[ad_1]
There can be many advantages for couples moving in together. The obvious question is whether it is a matter of convenience or a commitment to the one you love. Are you thinking about moving in together with your partner? Do you want to know the advantages and disadvantages before you do? Then have a look at the “pros and cons” of a relationship under one roof.
How will it affect the relationship?
Some great advice for couples moving in together is to have a frank and honest discussion with your partner will help clarify the expectations for both of you. Some fundamental questions you should consider are, is this the first step towards marriage? Another important question could be is moving in together just a matter of convenience for shelter or support.

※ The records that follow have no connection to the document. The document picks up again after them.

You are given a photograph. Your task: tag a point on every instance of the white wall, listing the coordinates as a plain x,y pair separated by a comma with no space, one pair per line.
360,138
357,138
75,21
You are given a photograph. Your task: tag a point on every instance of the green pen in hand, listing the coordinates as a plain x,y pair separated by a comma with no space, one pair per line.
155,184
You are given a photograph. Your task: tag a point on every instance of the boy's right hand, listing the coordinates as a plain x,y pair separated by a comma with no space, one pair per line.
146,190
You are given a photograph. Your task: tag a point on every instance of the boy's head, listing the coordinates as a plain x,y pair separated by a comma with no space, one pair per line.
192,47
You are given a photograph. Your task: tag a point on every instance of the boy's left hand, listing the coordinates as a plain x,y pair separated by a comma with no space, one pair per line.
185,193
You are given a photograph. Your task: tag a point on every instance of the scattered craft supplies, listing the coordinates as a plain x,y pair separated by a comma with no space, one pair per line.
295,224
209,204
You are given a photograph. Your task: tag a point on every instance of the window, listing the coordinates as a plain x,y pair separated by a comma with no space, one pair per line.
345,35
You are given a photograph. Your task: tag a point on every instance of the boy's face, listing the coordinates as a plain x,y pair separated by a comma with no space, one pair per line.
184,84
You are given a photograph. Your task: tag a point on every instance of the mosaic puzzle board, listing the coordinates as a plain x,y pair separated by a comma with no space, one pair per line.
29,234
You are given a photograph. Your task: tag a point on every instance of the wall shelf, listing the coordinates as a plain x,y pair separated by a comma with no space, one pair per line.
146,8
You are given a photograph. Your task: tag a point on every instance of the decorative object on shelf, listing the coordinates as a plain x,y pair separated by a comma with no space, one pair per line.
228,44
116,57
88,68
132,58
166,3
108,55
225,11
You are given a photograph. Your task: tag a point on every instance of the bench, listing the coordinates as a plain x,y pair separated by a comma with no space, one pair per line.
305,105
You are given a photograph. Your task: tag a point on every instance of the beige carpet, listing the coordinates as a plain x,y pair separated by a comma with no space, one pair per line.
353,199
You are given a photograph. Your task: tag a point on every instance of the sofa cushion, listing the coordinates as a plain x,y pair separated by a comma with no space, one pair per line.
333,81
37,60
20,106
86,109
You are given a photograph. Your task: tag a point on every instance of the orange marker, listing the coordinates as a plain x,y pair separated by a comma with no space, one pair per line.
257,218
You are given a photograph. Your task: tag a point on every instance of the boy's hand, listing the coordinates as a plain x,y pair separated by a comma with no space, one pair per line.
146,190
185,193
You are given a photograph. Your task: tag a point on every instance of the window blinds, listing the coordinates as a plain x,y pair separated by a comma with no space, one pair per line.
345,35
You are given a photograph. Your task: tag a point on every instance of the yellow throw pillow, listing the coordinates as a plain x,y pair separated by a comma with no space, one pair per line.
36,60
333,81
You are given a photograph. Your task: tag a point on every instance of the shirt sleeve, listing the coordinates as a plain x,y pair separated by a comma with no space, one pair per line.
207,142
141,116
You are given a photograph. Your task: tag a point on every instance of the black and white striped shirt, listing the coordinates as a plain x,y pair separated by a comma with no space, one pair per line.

Going into a living arraignment knowing what the expectations are will increase the couple’s chances of success. Other considerations might include how to merge the possessions of each person’s private property.
Cohabitation doesn’t guarantee a commitment
Many people believe that couples moving in together will eventually lead to marriage or a long term commitment from their partner. Sadly, most do not. While it is entirely possible to cohabitate for a few years before getting married, there is no guarantee that will happen. It is true that moving in together gives you the opportunity to see how things work out. However, unless both partners truly commit on an emotional level, and it is just not a matter of convenience, the arraignment is doomed.
The obvious advantages
Sharing the costs of rent and utilities is an obvious advantage of cohabitation. If you find you’re spending a lot of time at your partners residence then cohabitation makes good business sense. It has also been argued that a couple who is considering marriage, but are afraid to commit forever, could live together for a period of time as a “test run” towards the real thing. This will provide an opportunity to see their partner at their worst, bad habits, morning breath and all its ugly glory before making up their mind. Whether or not you are doing a “test run” for a possible marriage you will both need to show a commitment to the relationship in order for your partner to know that care and love them.
The not so obvious disadvantages
The cultural differences between you will play an important role in the overall relations that you will have with your partner’s family. It is one thing to be dating and quite another for couples moving in together. You can expect to clash with some family members that for cultural or religious beliefs will hold you in a low regard. While they may not condone their family member living “in sin,” they may blame you for your partner’s transgression. Another disadvantage is that because of a lack of legal standing, if one partner decides to bail out, they could leave you holding the financial baggage.
The decision for couples moving in together is a joint venture that if implemented with full understanding of your partner’s expectations can be very beneficial for a long term relationship. It allows both partners the opportunity to see their partner in sometimes in an unfavorable light and if after a while you want to take the next step of greeting married you will have less unpleasant surprises having lived with them for awhile.